##Kevin Kuipers (Completed Byself) ##October 23, 2018

##Problem 1 A)

  1. Following up with the Beat the Blues data from the video (package HSAUR3) do the following

    1. Construct boxplots to compare the factor variable in an analogous way to how we constructed boxplots in the video for the treatment variable. Discuss the results.

First I will load the needed libraries. Then I will load the Beat the Blues Data set and explore it by using the ? command() to understand what the variables represent. After that I will create boxplots for the treatment variable, drug, found in the Beat The Blues Data set. I will also run the piece of code from the lecture to fix a bug in the lme4 library. The drug variable has two categories. Yes, indicates the patient is taking anti-depressants and No means that the pateitn is did not take anti-depressants.

set.seed(12341892)
#Loading Libraries
library("HSAUR3")
library("gee")
library("lme4")
library("Matrix")
library("multcomp")
library('tidyverse')


### fix bug in lme4 0.9975-1 (for the time being)
residuals <- function(object, obs) obs-predict(object) 

#Loading beat the blues dataset
data(BtheB)

#Exploring drug data set
?BtheB

#Creating the boxplots
#Retyping much of the code from the lecture but modifying it to have two groups.
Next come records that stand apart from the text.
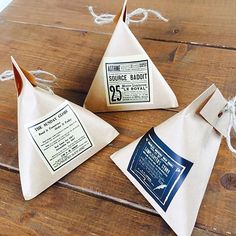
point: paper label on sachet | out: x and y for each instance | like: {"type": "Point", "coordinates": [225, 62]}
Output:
{"type": "Point", "coordinates": [158, 169]}
{"type": "Point", "coordinates": [59, 137]}
{"type": "Point", "coordinates": [128, 80]}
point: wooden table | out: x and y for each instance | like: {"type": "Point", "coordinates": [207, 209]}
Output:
{"type": "Point", "coordinates": [193, 50]}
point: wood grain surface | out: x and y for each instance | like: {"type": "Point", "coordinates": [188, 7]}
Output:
{"type": "Point", "coordinates": [96, 198]}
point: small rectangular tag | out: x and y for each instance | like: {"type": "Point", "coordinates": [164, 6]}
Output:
{"type": "Point", "coordinates": [158, 169]}
{"type": "Point", "coordinates": [212, 113]}
{"type": "Point", "coordinates": [128, 80]}
{"type": "Point", "coordinates": [59, 137]}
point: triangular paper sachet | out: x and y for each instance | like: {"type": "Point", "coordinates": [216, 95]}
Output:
{"type": "Point", "coordinates": [54, 135]}
{"type": "Point", "coordinates": [127, 79]}
{"type": "Point", "coordinates": [172, 163]}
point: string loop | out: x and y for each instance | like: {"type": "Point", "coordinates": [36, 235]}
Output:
{"type": "Point", "coordinates": [231, 108]}
{"type": "Point", "coordinates": [108, 18]}
{"type": "Point", "coordinates": [43, 83]}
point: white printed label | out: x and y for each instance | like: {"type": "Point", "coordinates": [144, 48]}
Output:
{"type": "Point", "coordinates": [59, 137]}
{"type": "Point", "coordinates": [128, 80]}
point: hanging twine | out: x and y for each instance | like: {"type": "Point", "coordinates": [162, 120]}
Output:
{"type": "Point", "coordinates": [43, 83]}
{"type": "Point", "coordinates": [231, 108]}
{"type": "Point", "coordinates": [108, 18]}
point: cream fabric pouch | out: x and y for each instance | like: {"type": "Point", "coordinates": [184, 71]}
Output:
{"type": "Point", "coordinates": [127, 79]}
{"type": "Point", "coordinates": [54, 135]}
{"type": "Point", "coordinates": [172, 163]}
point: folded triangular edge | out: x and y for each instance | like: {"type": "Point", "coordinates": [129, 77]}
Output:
{"type": "Point", "coordinates": [124, 48]}
{"type": "Point", "coordinates": [168, 132]}
{"type": "Point", "coordinates": [35, 108]}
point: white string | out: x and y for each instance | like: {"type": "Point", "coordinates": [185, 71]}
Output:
{"type": "Point", "coordinates": [108, 18]}
{"type": "Point", "coordinates": [43, 83]}
{"type": "Point", "coordinates": [231, 108]}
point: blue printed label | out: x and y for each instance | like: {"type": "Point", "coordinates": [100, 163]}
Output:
{"type": "Point", "coordinates": [158, 169]}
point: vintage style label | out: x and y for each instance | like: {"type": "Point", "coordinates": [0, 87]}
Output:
{"type": "Point", "coordinates": [128, 80]}
{"type": "Point", "coordinates": [59, 137]}
{"type": "Point", "coordinates": [158, 169]}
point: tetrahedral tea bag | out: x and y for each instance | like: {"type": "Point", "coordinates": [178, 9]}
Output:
{"type": "Point", "coordinates": [54, 135]}
{"type": "Point", "coordinates": [171, 164]}
{"type": "Point", "coordinates": [127, 79]}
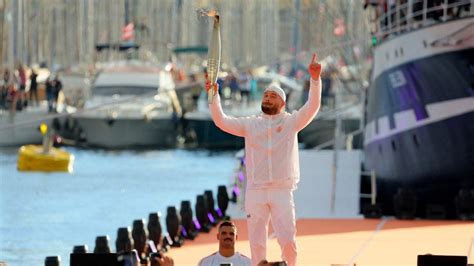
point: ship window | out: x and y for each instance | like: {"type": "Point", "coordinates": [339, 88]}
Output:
{"type": "Point", "coordinates": [415, 140]}
{"type": "Point", "coordinates": [394, 147]}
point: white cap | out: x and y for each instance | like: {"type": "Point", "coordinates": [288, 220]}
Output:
{"type": "Point", "coordinates": [276, 89]}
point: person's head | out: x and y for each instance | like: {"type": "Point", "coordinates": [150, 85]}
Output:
{"type": "Point", "coordinates": [227, 235]}
{"type": "Point", "coordinates": [274, 100]}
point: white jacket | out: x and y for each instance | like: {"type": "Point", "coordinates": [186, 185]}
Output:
{"type": "Point", "coordinates": [271, 145]}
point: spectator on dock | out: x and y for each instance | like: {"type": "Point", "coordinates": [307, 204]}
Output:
{"type": "Point", "coordinates": [5, 89]}
{"type": "Point", "coordinates": [161, 260]}
{"type": "Point", "coordinates": [272, 164]}
{"type": "Point", "coordinates": [227, 236]}
{"type": "Point", "coordinates": [22, 85]}
{"type": "Point", "coordinates": [33, 87]}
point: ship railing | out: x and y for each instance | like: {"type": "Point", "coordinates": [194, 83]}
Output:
{"type": "Point", "coordinates": [408, 15]}
{"type": "Point", "coordinates": [348, 140]}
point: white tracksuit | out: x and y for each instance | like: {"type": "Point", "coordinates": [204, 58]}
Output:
{"type": "Point", "coordinates": [272, 167]}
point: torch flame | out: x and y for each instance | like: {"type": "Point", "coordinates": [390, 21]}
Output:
{"type": "Point", "coordinates": [203, 12]}
{"type": "Point", "coordinates": [211, 13]}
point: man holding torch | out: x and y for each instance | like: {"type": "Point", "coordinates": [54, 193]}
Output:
{"type": "Point", "coordinates": [272, 162]}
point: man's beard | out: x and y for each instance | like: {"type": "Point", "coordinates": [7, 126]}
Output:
{"type": "Point", "coordinates": [270, 110]}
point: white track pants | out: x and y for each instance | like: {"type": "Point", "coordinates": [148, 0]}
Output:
{"type": "Point", "coordinates": [260, 205]}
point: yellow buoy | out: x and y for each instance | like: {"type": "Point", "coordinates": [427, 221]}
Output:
{"type": "Point", "coordinates": [33, 158]}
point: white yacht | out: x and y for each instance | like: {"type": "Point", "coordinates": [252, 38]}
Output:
{"type": "Point", "coordinates": [132, 105]}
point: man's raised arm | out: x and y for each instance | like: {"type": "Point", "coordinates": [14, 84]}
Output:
{"type": "Point", "coordinates": [309, 110]}
{"type": "Point", "coordinates": [231, 125]}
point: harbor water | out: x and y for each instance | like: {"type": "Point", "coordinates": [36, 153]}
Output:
{"type": "Point", "coordinates": [47, 214]}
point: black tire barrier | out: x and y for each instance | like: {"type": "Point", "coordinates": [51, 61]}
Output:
{"type": "Point", "coordinates": [102, 244]}
{"type": "Point", "coordinates": [140, 237]}
{"type": "Point", "coordinates": [210, 218]}
{"type": "Point", "coordinates": [211, 206]}
{"type": "Point", "coordinates": [154, 229]}
{"type": "Point", "coordinates": [129, 258]}
{"type": "Point", "coordinates": [94, 259]}
{"type": "Point", "coordinates": [52, 261]}
{"type": "Point", "coordinates": [124, 242]}
{"type": "Point", "coordinates": [80, 249]}
{"type": "Point", "coordinates": [173, 225]}
{"type": "Point", "coordinates": [186, 213]}
{"type": "Point", "coordinates": [201, 214]}
{"type": "Point", "coordinates": [223, 201]}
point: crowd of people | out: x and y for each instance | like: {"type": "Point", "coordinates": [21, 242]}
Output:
{"type": "Point", "coordinates": [20, 87]}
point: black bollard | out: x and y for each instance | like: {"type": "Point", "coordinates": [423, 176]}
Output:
{"type": "Point", "coordinates": [210, 218]}
{"type": "Point", "coordinates": [211, 205]}
{"type": "Point", "coordinates": [124, 242]}
{"type": "Point", "coordinates": [405, 203]}
{"type": "Point", "coordinates": [52, 261]}
{"type": "Point", "coordinates": [140, 237]}
{"type": "Point", "coordinates": [102, 244]}
{"type": "Point", "coordinates": [187, 220]}
{"type": "Point", "coordinates": [223, 201]}
{"type": "Point", "coordinates": [80, 249]}
{"type": "Point", "coordinates": [154, 229]}
{"type": "Point", "coordinates": [201, 214]}
{"type": "Point", "coordinates": [173, 225]}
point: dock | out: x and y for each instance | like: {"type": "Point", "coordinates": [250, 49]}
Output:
{"type": "Point", "coordinates": [361, 242]}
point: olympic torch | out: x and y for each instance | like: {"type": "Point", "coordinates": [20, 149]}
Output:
{"type": "Point", "coordinates": [214, 55]}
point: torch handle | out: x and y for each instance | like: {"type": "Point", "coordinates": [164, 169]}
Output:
{"type": "Point", "coordinates": [210, 94]}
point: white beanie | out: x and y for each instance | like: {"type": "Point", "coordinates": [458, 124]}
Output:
{"type": "Point", "coordinates": [276, 89]}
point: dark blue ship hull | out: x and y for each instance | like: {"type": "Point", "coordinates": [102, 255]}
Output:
{"type": "Point", "coordinates": [423, 130]}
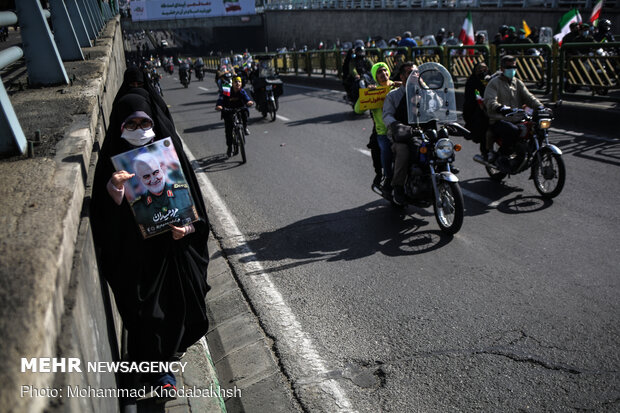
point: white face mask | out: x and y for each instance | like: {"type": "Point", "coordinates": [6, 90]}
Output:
{"type": "Point", "coordinates": [138, 137]}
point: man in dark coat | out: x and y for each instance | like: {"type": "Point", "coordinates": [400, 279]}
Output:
{"type": "Point", "coordinates": [476, 119]}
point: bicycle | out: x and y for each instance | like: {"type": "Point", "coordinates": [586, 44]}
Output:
{"type": "Point", "coordinates": [238, 132]}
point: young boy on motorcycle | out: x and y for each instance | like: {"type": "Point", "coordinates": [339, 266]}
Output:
{"type": "Point", "coordinates": [503, 94]}
{"type": "Point", "coordinates": [379, 143]}
{"type": "Point", "coordinates": [236, 97]}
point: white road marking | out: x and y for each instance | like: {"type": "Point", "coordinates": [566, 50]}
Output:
{"type": "Point", "coordinates": [469, 194]}
{"type": "Point", "coordinates": [583, 135]}
{"type": "Point", "coordinates": [309, 371]}
{"type": "Point", "coordinates": [315, 88]}
{"type": "Point", "coordinates": [364, 151]}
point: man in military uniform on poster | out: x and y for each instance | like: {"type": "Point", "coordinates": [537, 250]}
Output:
{"type": "Point", "coordinates": [163, 203]}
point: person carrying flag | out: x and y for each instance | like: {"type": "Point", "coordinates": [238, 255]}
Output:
{"type": "Point", "coordinates": [233, 97]}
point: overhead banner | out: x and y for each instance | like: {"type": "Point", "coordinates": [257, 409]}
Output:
{"type": "Point", "coordinates": [189, 9]}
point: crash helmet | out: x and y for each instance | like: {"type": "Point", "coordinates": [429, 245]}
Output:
{"type": "Point", "coordinates": [604, 25]}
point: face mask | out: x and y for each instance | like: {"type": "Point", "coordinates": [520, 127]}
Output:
{"type": "Point", "coordinates": [138, 137]}
{"type": "Point", "coordinates": [510, 73]}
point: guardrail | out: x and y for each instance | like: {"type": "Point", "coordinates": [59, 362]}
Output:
{"type": "Point", "coordinates": [409, 4]}
{"type": "Point", "coordinates": [594, 67]}
{"type": "Point", "coordinates": [75, 22]}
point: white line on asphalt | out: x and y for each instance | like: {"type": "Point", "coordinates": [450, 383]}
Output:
{"type": "Point", "coordinates": [469, 194]}
{"type": "Point", "coordinates": [311, 369]}
{"type": "Point", "coordinates": [583, 135]}
{"type": "Point", "coordinates": [315, 88]}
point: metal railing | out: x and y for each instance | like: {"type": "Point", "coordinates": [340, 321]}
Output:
{"type": "Point", "coordinates": [76, 23]}
{"type": "Point", "coordinates": [593, 67]}
{"type": "Point", "coordinates": [396, 4]}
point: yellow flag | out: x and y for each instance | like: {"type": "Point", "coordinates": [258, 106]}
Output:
{"type": "Point", "coordinates": [527, 29]}
{"type": "Point", "coordinates": [373, 98]}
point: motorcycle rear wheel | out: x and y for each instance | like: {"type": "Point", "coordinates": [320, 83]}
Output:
{"type": "Point", "coordinates": [495, 174]}
{"type": "Point", "coordinates": [549, 173]}
{"type": "Point", "coordinates": [449, 214]}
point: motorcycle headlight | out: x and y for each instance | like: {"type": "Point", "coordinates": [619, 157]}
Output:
{"type": "Point", "coordinates": [444, 148]}
{"type": "Point", "coordinates": [544, 123]}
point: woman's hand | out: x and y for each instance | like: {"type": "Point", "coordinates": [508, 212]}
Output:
{"type": "Point", "coordinates": [120, 177]}
{"type": "Point", "coordinates": [180, 232]}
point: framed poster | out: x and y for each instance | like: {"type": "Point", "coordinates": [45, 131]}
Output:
{"type": "Point", "coordinates": [158, 193]}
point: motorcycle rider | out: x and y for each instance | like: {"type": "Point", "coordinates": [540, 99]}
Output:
{"type": "Point", "coordinates": [403, 137]}
{"type": "Point", "coordinates": [199, 68]}
{"type": "Point", "coordinates": [359, 66]}
{"type": "Point", "coordinates": [603, 33]}
{"type": "Point", "coordinates": [235, 97]}
{"type": "Point", "coordinates": [476, 119]}
{"type": "Point", "coordinates": [379, 140]}
{"type": "Point", "coordinates": [184, 72]}
{"type": "Point", "coordinates": [503, 94]}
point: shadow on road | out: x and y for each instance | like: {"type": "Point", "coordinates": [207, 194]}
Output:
{"type": "Point", "coordinates": [346, 235]}
{"type": "Point", "coordinates": [591, 149]}
{"type": "Point", "coordinates": [216, 163]}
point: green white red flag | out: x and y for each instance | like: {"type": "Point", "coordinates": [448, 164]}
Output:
{"type": "Point", "coordinates": [467, 31]}
{"type": "Point", "coordinates": [564, 25]}
{"type": "Point", "coordinates": [596, 12]}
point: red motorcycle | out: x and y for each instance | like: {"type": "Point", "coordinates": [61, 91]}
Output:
{"type": "Point", "coordinates": [532, 151]}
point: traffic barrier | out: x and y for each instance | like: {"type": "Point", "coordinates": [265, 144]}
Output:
{"type": "Point", "coordinates": [44, 52]}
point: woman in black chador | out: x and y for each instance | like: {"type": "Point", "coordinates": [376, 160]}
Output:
{"type": "Point", "coordinates": [159, 283]}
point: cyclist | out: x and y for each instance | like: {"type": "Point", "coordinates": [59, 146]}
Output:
{"type": "Point", "coordinates": [232, 98]}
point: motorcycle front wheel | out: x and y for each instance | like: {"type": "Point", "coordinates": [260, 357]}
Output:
{"type": "Point", "coordinates": [449, 210]}
{"type": "Point", "coordinates": [271, 108]}
{"type": "Point", "coordinates": [549, 173]}
{"type": "Point", "coordinates": [241, 143]}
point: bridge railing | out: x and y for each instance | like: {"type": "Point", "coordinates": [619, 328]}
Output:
{"type": "Point", "coordinates": [397, 4]}
{"type": "Point", "coordinates": [76, 23]}
{"type": "Point", "coordinates": [560, 72]}
{"type": "Point", "coordinates": [591, 66]}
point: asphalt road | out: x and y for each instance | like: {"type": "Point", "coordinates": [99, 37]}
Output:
{"type": "Point", "coordinates": [517, 312]}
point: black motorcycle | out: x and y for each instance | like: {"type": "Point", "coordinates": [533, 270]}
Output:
{"type": "Point", "coordinates": [430, 178]}
{"type": "Point", "coordinates": [184, 76]}
{"type": "Point", "coordinates": [267, 87]}
{"type": "Point", "coordinates": [531, 152]}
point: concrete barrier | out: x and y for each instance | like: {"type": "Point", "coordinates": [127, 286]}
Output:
{"type": "Point", "coordinates": [52, 302]}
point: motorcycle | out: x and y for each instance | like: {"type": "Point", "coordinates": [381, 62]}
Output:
{"type": "Point", "coordinates": [267, 88]}
{"type": "Point", "coordinates": [431, 107]}
{"type": "Point", "coordinates": [532, 151]}
{"type": "Point", "coordinates": [184, 75]}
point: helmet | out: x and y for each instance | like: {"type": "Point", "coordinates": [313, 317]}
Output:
{"type": "Point", "coordinates": [604, 24]}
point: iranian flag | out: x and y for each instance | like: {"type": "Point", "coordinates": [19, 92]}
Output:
{"type": "Point", "coordinates": [467, 31]}
{"type": "Point", "coordinates": [596, 12]}
{"type": "Point", "coordinates": [564, 25]}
One for "No" for No drugs and "Yes" for taking drugs

#most of the code structure was found in Cahpter_13 code.R file & the lecture. some modifications were made to get the desired variables for analysis
layout(matrix(1:2, nrow=1))
ylim <- range(BtheB[,grep('bdi', names(BtheB))],
              na.rm=TRUE)
No <- subset(BtheB, drug == 'No')[, grep('bdi', names(BtheB))]
boxplot(No, main='No Anti-Depressants', ylab='BDI', xlab='Time (Months)', names=c(0,2,3,5,8), ylim=ylim)

Yes <- subset(BtheB, drug == 'Yes')[,grep('bdi', names(BtheB))]
boxplot(Yes, main='Taking Anti-Depressants', ylab="BDI", xlab="Time", names=c(0,2,3,5,8), ylim=ylim)

#In order to easily plot using the ggplot command I will convert the data set to long format
BtheB$subject <- factor(rownames(BtheB))
nobs<- nrow(BtheB)
bthb_long <- reshape(BtheB, idvar = 'subject',
                     varying=c('bdi.pre','bdi.2m','bdi.3m','bdi.5m','bdi.8m'),
                     direction = 'long')
bthb_long$time <- rep(c('0','2',3,5,8), rep(nobs,5))

anti_depressants <- c('No' = 'No Anti-Depressants', 'Yes' = 'Taking Anti-Depressants')
#ggplot can now easily divide the categorical variable (drug) into its groups Yes and No
ggplot(bthb_long, aes(time, bdi)) + geom_boxplot() + facet_grid(~drug, labeller = as_labeller((anti_depressants))) + labs(title='Boxplots of DBI & Time by Anti-Depressant Status', x='Time (Months)', y='DBI')

##Problem 1 B)

  b. Repeat (a) for the \textbf{length} variable. Discuss the results.

Following the same pattern as for part a but applying it the length variable. The length variable measures the length of the current episode of depression by two factors. One (<6m) indicates that it is less than 6 months. The other, (>6m) indicates that it is more than 6 months.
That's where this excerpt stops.